From the esoteric to possibility
While these are more esoteric ideas which will require more research, if you apply this line of thinking to sending someone a good intention, or you think of your brother or sister with love, then shouldn’t that have an effect? If you’re bound to your best friend through suffering, then when you think about suffering, wouldn’t that have an effect on your friend because you are bound by the energy of that emotion? And finally, when you or a community of people think healing thoughts by praying for a sick person, should that not have an effect as well?
A good way to imagine consciousness is to think of it as the internet. We all have computers that are separate from one another in physical spaces, just as each of us are our own person. But when we connect our computers to the internet, although they are in different locations, they are connected—and all information flows—through an information network. If this is the case with consciousness, then consciousness is not confined inside the head, but a fundamental property of reality that spans time and space.
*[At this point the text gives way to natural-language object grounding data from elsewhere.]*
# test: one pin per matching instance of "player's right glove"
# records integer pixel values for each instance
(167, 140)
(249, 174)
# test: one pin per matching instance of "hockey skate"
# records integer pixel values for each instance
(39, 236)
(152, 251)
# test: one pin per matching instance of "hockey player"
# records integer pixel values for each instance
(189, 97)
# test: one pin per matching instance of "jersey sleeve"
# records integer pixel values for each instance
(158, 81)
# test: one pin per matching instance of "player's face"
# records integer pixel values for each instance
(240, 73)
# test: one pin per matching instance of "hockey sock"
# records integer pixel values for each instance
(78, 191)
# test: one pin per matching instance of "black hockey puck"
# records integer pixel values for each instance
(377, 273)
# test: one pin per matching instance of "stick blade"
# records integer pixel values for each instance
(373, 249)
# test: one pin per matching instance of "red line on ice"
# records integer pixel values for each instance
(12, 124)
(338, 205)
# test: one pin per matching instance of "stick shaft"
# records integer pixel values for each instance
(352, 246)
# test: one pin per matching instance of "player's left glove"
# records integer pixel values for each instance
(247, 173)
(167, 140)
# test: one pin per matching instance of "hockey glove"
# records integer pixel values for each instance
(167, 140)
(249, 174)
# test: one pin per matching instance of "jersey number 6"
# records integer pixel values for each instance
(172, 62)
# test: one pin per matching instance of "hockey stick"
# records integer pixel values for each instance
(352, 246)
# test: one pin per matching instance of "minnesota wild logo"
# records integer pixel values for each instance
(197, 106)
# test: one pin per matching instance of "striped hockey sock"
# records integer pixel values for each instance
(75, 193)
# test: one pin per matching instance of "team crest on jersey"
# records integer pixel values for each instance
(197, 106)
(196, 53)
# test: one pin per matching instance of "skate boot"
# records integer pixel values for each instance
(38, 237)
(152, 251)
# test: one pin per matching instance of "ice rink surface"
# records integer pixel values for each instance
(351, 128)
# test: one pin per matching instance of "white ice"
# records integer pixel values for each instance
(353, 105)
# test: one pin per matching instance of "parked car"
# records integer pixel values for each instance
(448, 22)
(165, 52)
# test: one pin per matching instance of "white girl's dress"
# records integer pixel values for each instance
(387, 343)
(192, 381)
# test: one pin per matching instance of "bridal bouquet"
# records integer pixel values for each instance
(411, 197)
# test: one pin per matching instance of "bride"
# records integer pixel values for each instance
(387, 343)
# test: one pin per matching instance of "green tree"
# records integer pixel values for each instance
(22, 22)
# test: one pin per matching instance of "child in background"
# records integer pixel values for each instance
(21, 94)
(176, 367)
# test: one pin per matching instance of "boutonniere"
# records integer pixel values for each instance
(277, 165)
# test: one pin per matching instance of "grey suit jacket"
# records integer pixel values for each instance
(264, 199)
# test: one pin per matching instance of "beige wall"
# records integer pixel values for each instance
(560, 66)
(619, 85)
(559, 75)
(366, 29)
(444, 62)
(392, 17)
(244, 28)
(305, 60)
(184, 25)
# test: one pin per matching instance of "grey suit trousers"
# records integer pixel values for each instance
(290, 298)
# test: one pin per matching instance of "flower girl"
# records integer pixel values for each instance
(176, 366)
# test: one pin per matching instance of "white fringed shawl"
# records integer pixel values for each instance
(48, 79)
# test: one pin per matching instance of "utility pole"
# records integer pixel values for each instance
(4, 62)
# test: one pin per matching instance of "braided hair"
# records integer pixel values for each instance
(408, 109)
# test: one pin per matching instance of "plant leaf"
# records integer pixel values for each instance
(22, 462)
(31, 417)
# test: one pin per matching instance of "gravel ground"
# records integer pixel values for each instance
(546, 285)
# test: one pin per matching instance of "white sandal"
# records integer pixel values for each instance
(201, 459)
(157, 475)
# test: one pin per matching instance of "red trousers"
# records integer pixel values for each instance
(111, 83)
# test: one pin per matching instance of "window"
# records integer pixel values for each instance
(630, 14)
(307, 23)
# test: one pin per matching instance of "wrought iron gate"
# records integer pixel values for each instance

Here’s a final thought to leave you with; what if consciousness is actually the fabric that holds matter together, as opposed to the way it is scientifically accepted today? Just think of all those possibilities awaiting you. What if we could connect to that field of information and learn how to direct our mind and energy to an outcome? Maybe we should begin our own scientific experiment by changing the belief governed by our senses that we are separate from all people, species, things, objects, and places. If we did, perhaps we would see we are both the spider and the web.